I went to Toronto for MUN. IT was good fun, but let me tell you: its cold in Toronto in February. Now I know that might seem like common sense, but when, for some reason, I believed the weather report of 40 degrees ...I decided to pack very few clothes. ANd the clothes tha tI packed weren't conducive to extreme winds chill or snow. Ick. Outside of that it was a good time. My committee was really fun and we had a lot of really smart people in teh group that contributed a lot. I dind't get an award, which would have been nice, but i did get several compliments from people in ECOFIN (my committee) that they felt I should have gotten some recognition. One of the really interesting things while I was there was this guy from Boston was totally hitting on me. I had to pull the "Boyfriend Card". Meaning that I had to casually bring up Paul while trying to act like that I didn't realize that I had actually just cock-blocked him. Oy. The politics of male and female interactions. Its really an interesting line. I odn't feel like discussing it right now, but perhaps in the future.

I've got my resume all over the city right now. I'm looking for a summer/next fall job and i've already had one interview. Its with an answering service company. I don't know if I even want to work there but the pay is really good for the area. It would look pretty good on my resume since they require at least one year of work and I'd have plenty of proof as to being able to handle customers. I don't know if I'm even going to get the job, but I've got my fingers crossed.

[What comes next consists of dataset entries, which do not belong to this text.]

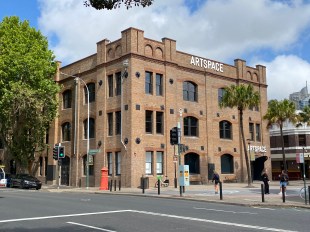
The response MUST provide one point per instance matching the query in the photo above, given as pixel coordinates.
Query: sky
(273, 33)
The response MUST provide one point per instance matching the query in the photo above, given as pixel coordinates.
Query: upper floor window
(221, 93)
(159, 84)
(110, 85)
(159, 122)
(67, 99)
(189, 91)
(225, 130)
(92, 92)
(302, 140)
(190, 126)
(148, 121)
(66, 131)
(148, 83)
(91, 128)
(110, 124)
(118, 81)
(118, 121)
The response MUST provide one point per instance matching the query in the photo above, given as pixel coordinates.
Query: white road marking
(92, 227)
(155, 214)
(225, 211)
(60, 216)
(216, 222)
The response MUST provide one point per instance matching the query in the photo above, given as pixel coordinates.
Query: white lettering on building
(207, 64)
(261, 149)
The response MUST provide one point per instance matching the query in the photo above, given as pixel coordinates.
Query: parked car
(25, 181)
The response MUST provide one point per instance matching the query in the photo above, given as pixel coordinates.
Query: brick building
(137, 88)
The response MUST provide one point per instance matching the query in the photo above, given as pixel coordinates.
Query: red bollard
(104, 179)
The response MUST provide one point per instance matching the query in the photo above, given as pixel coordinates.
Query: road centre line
(61, 216)
(215, 222)
(225, 211)
(91, 227)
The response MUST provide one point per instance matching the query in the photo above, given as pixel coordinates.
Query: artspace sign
(207, 64)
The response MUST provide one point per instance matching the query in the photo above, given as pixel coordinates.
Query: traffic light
(174, 137)
(55, 153)
(61, 153)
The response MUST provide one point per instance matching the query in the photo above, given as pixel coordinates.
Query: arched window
(66, 131)
(90, 166)
(190, 126)
(221, 93)
(225, 130)
(227, 164)
(190, 91)
(92, 92)
(192, 160)
(91, 128)
(67, 99)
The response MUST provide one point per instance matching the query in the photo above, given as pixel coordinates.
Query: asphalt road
(31, 210)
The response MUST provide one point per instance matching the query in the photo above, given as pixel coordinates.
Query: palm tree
(242, 97)
(279, 112)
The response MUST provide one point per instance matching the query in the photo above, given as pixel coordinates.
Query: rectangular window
(110, 163)
(251, 131)
(148, 83)
(285, 139)
(148, 162)
(258, 133)
(110, 85)
(118, 80)
(118, 123)
(159, 162)
(302, 140)
(110, 124)
(159, 122)
(118, 163)
(148, 121)
(159, 84)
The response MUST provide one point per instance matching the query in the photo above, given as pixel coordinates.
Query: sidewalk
(232, 193)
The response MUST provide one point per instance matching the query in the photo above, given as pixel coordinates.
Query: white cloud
(286, 75)
(220, 29)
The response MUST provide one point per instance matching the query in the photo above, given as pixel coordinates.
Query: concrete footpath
(232, 193)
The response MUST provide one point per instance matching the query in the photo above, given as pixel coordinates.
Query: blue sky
(274, 33)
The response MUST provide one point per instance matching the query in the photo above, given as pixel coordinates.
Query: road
(31, 210)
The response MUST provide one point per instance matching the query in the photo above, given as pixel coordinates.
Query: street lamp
(76, 78)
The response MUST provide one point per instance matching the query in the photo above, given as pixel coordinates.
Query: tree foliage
(242, 97)
(279, 112)
(28, 91)
(113, 4)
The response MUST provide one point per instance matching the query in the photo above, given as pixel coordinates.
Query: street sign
(93, 151)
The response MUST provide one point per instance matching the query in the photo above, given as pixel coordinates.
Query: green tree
(113, 4)
(28, 91)
(277, 114)
(242, 97)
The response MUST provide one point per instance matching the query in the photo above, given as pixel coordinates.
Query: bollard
(309, 194)
(283, 194)
(263, 192)
(221, 192)
(143, 186)
(158, 187)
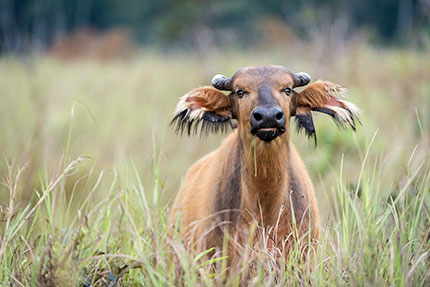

I haven't seen Paul in a week. How much does that suck?? I mean, we live 5 minutes away from each other and somehow in the last two days neither of us has had the time to see one another. I wouldn't mind wo much if I had at the very least heard his voice or something. But we haven't even been able to talk on the phone since my phone was roaming the whole time I was out of state. I wish we had talked yesterday, but I was too tired to call and tonite we had a date scheduled, but he procrastinated all weekend and had to do homework. I would be lying if I said I wasn't a little peeved about that. I mean, I was out of town for 4 days and at now point does he do any homework. He just lets it build up and then does it all the night we're supposed to hang out. I understand he has homework, but still. He knew when we would have time to hang out and he missed the opportunity. Oh well I guess.

THat's a quick overview. It kind of sucks a a blog entry but I feel like I should, at the very least, try to update once a month so things don't get too out of hand and then require lots of explaining.